Becoming a sustainability leader doesn’t happen overnight, but there are many ways to accelerate progress. The journey requires a 360-degree transformation of structures and processes, a shift in the culture and a data-driven strategy fueled by transparent analytics. To get there, organizations must overcome challenges like poor data quality, systems and technology that are ill-equipped to capture data and process insights, and a lack of awareness of the business value sustainability can unlock.

 

As a result, many of today’s larger organizations are poised on the second rung of the ladder.
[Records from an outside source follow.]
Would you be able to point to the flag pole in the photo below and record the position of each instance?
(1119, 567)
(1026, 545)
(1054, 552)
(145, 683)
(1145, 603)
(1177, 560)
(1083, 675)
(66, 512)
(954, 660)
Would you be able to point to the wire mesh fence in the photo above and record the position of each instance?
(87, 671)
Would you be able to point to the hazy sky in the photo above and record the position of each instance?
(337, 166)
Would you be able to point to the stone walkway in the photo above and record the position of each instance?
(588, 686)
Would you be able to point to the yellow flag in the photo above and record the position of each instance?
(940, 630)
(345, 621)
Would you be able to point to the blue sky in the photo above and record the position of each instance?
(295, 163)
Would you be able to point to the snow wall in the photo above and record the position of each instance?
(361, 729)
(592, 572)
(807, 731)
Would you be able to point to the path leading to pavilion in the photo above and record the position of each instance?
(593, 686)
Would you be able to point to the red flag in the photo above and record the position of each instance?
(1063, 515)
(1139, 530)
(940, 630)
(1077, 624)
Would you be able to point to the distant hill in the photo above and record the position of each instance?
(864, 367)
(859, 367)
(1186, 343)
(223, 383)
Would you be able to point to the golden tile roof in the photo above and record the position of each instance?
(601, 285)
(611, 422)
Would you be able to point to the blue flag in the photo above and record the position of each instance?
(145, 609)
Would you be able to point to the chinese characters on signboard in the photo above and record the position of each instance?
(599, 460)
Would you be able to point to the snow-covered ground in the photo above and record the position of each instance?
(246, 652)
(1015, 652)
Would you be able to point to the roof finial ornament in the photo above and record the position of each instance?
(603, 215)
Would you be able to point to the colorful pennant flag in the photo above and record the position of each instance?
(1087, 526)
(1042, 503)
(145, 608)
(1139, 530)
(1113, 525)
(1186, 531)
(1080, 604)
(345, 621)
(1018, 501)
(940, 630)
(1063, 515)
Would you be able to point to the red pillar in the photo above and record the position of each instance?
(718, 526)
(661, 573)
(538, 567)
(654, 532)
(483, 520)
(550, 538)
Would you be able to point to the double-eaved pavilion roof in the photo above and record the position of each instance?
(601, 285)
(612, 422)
But leaders are emerging like Google, which became carbon neutral in 2007. Next in line are more than 200 companies that have signed the climate pledge to become carbon neutral by 2040, including giants like Amazon, Microsoft, GSK, P&G, Coca Cola and PepsiCo.

 

For those beginning the journey toward a holistic sustainability transformation, early investments in a data and analytics platform can jumpstart the ascent. While the focus may begin with early compliance tracking, an organization can quickly scale its platform to measure its overall impact, shrink its carbon footprint and systematically track progress toward long-term goals. To spur progress, consider implementing a process for harmonizing and consolidating data from various sources like energy meters, control systems and utility bills. From there, the organization can build automated systems for sustainability reporting and KPI tracking.

Once an efficient global analytics platform is in place, predictive modeling is possible and companies can begin generating actionable insights and AI-driven recommendations for reducing or offsetting carbon emissions. With neural networks that suggest the next-best sustainability actions, systems can learn how to make automatic decisions throughout the supply chain, choose options that result in a lower environmental impact, solve problems, heal glitches and prevent holdups.  

Becoming a leader in sustainability transformation



Commitment to carbon emission reduction hinges on a high-performing sustainability insights engine, but true transformation requires more than just a sophisticated analytics platform. What leaders do with the insights they gain is equally important.

 

Companies need to identify and execute opportunities for carbon footprint reduction. For many, this will entail a series of changes to the supply chain. Identifying process improvements, shifting to alternative energy sources or equipment, redesigning products and creating more sustainable service life cycles are just a few ways leaders can make the shift to carbon neutrality. By making informed decisions about how they adjust their organization’s sourcing strategies and deploy carbon offsets, leaders can drive sustainability swiftly and strategically—and cut costs and earn consumers’ trust along the way.

 

To successfully define, measure and control carbon emissions, change must happen from the top down. Organizations that build the foundation for analytics transparency also need leaders to drive strategies that will help their organization leapfrog to the top of the sustainability ladder. For business leaders, offsetting costs and offsetting carbon are entwined imperatives that will shape and sustain the future of the business for years to come.